Ichigo grabbed her arm and tugged her the other direction. "Whoa whoa whoa, where do you think you're going?"
"Um, I dunno, home maybe?"
"No way, you were just attacked, you idiot!"
"...So? You killed it! You went all Ninja-Like on it! I saw you!"
"Yeah, but if one didn't get you, the others will. Unless, of course, you stick with a Soul Reaper," he explained proudly.
Peyton sweatdropped. "Well...are there any other Soul Reapers?"
He just rolled his eyes and gave her an extra-hard tug as he practically dragged her around several corners. "You're coming with me. At least for a few hours. The last thing I need is a guilty conscience."
She sighed exasperatedly. Not only was he about twice her size, but she had to admit he was pretty strong, so she highly doubted anything short of kicking him in the groin and making a break for it would help her at all. But then she'd have to run away with her hurt leg, and he had saved her ass back there...
Peyton settled with scowling and giving him a fake salute. "Aye-aye, Mon Capitan."
When they got back to his house, Ichigo glanced at her as he opened the door. "You might wanna duck."
"What?"
Almost as soon as the door was opened, a man with spiky black hair dove outside, aiming for Ichigo's face.
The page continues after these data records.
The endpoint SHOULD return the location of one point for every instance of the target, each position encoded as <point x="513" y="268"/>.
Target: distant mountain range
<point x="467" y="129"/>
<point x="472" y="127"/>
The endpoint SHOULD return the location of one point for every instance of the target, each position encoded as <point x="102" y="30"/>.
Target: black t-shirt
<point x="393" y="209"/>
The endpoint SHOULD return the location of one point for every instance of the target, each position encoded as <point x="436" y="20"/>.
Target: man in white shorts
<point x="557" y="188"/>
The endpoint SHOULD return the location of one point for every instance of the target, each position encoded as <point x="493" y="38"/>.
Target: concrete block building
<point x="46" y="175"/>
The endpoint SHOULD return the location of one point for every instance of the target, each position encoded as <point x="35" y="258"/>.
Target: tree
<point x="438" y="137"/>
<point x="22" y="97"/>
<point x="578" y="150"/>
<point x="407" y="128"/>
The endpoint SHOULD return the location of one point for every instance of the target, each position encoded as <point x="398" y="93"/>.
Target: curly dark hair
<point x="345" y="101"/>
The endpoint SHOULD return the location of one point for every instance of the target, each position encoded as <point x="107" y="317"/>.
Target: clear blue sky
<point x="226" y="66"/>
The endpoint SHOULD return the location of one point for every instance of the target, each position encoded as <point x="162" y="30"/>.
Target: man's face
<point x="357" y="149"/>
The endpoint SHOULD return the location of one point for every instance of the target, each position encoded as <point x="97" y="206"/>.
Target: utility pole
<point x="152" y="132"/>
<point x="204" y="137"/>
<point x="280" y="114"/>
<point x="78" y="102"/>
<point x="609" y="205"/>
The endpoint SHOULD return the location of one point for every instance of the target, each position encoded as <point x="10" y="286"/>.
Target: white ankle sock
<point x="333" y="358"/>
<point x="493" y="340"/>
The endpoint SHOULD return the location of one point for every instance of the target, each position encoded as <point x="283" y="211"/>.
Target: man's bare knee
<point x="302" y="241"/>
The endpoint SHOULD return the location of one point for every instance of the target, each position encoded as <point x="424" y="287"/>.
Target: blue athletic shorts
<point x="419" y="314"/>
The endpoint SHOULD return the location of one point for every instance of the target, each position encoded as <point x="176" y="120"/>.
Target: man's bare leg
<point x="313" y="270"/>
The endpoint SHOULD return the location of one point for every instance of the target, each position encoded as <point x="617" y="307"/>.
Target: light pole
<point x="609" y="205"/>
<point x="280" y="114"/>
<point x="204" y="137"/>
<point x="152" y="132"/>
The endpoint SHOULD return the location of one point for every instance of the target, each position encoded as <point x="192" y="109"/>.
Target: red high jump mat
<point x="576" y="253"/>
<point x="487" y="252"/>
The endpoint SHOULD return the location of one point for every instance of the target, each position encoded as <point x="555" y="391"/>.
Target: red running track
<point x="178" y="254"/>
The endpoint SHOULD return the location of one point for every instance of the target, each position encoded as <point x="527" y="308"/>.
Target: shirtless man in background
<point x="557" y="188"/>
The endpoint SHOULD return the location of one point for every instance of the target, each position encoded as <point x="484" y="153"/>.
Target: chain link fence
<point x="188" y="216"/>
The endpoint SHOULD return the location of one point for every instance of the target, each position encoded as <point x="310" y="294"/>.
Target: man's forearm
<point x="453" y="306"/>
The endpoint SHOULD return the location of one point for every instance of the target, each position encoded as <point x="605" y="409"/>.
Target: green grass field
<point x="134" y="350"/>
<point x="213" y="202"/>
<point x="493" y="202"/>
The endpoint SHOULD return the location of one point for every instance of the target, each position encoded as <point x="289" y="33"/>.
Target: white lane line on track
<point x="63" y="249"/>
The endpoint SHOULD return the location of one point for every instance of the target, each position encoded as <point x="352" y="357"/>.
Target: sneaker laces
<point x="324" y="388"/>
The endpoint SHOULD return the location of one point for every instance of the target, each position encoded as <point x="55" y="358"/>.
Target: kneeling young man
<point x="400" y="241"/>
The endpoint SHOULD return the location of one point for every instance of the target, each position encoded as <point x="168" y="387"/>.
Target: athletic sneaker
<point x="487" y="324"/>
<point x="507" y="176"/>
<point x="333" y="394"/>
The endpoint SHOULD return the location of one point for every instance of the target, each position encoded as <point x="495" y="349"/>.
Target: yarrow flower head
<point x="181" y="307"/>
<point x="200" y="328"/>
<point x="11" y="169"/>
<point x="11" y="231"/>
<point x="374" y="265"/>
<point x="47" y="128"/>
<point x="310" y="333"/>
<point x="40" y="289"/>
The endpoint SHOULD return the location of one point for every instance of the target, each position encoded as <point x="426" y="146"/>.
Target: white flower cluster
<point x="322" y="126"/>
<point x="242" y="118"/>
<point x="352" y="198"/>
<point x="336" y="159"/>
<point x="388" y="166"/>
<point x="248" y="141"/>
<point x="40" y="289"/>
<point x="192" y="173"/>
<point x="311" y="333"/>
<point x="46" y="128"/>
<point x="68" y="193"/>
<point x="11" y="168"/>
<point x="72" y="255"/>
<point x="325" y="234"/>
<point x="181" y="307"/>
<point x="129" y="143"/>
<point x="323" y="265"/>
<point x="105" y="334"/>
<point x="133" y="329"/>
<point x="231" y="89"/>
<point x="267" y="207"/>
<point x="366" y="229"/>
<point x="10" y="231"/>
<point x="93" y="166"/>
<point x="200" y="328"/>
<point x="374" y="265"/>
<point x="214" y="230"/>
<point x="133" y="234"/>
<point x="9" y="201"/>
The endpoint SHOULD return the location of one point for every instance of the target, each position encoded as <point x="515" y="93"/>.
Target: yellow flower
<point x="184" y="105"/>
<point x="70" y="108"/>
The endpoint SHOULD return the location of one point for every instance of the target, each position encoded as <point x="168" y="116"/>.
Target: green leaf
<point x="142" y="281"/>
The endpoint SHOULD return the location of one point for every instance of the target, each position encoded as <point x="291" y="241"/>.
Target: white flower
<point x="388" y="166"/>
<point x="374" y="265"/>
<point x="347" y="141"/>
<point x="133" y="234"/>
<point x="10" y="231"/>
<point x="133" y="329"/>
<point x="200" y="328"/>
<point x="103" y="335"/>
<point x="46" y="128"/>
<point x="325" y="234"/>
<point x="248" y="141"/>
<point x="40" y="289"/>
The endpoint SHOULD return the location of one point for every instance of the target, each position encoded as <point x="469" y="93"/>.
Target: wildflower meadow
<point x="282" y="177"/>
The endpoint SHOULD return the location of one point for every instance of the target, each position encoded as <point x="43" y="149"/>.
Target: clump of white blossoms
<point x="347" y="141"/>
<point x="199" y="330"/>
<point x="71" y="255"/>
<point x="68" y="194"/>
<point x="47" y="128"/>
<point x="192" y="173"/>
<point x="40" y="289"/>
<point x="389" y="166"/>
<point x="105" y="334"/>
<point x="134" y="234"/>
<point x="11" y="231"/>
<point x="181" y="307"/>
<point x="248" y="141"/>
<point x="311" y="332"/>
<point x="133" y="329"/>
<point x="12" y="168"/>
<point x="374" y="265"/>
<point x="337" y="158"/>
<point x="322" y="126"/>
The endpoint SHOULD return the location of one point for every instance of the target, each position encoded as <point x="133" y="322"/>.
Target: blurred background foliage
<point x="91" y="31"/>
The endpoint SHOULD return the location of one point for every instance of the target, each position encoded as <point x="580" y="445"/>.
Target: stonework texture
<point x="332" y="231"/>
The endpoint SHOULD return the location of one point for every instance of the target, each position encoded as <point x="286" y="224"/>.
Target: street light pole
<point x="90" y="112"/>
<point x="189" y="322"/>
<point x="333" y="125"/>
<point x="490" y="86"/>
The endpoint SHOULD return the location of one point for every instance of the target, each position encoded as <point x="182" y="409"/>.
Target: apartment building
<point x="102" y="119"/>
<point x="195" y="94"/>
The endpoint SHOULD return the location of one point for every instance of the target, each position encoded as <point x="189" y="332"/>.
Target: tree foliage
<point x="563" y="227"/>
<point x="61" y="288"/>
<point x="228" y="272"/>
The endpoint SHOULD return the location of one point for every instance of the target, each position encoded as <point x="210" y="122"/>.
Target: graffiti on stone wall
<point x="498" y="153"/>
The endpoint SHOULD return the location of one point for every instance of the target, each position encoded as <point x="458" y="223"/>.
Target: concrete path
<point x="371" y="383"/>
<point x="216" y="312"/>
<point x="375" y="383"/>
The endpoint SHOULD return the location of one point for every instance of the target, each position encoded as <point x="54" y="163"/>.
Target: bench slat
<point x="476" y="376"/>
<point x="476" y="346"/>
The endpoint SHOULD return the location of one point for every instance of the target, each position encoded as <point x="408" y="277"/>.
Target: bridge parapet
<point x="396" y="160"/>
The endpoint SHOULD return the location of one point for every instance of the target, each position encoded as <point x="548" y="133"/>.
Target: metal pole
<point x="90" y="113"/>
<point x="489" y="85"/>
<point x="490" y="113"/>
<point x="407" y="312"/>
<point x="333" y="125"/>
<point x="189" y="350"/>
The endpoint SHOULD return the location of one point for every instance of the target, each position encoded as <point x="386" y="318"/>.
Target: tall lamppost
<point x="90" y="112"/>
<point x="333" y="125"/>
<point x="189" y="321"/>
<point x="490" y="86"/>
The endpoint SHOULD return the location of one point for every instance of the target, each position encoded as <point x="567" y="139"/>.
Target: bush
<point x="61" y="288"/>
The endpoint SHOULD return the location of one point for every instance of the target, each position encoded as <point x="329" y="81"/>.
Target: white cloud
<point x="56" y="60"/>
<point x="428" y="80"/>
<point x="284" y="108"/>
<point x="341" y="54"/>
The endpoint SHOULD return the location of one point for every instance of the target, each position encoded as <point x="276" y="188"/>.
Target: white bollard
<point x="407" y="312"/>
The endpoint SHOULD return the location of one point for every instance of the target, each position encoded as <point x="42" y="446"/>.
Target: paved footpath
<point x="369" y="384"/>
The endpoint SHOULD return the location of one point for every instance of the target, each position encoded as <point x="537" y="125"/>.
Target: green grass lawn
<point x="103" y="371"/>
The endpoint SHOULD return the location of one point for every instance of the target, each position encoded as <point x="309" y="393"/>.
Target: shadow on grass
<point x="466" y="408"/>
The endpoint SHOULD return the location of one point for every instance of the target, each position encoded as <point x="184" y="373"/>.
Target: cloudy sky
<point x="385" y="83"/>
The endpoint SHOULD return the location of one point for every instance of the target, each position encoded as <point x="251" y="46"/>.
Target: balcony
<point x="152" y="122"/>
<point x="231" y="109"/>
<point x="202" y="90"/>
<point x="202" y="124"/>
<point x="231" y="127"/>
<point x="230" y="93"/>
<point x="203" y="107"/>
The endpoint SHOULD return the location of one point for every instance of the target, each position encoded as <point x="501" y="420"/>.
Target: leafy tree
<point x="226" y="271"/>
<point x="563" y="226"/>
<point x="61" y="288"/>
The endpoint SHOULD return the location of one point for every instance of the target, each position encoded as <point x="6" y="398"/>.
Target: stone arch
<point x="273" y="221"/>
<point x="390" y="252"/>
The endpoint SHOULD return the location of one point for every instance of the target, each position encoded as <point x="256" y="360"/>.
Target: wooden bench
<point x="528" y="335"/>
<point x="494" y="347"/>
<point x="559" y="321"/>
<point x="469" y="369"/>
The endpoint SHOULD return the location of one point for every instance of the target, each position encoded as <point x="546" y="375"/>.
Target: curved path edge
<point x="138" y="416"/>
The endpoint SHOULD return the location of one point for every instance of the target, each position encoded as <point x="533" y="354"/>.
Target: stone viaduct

He simply ducked and let the man land in a bush, and Peyton tripped over a twig and landed flat on her back. "WELCOME BACK, SON!" he exclaimed, struggling with the bush before springing out of it cheerfully.
Peyton sat up, blowing the bangs out of her eyes, and Ichigo's dad's eyes widened to the size of saucers. "Who's THIS?" he asked with a drawn-out gasp, making both Peyton and a younger dark-haired girl that had been standing by the front door sweatdrop.
"Um...I'm Peyton?" she offered, almost as if it were a trick question.
"Isn't that one of the Yankee Kids?" a girl with light brown hair asked the other girl, who nodded.
"I think so."
Peyton's temple throbbed, and Ichigo sighed. "Look, can she stay here for a while? Maybe for the night?"
Mr. Kurosaki's jaw dropped, as did the brunette's. "W-WHAAAT?"
"A girl?"
"Here?"
"The night?"
"Does Rukia know about this, son? " he demanded, and Ichigo promptly kicked him in the face.
"It's nothing like that!"
Peyton sweatdropped as the two started fighting, and the darker-haired girl just shook her head before jerking her thumb towards the inside of the house. "Come on in, this'll take a while."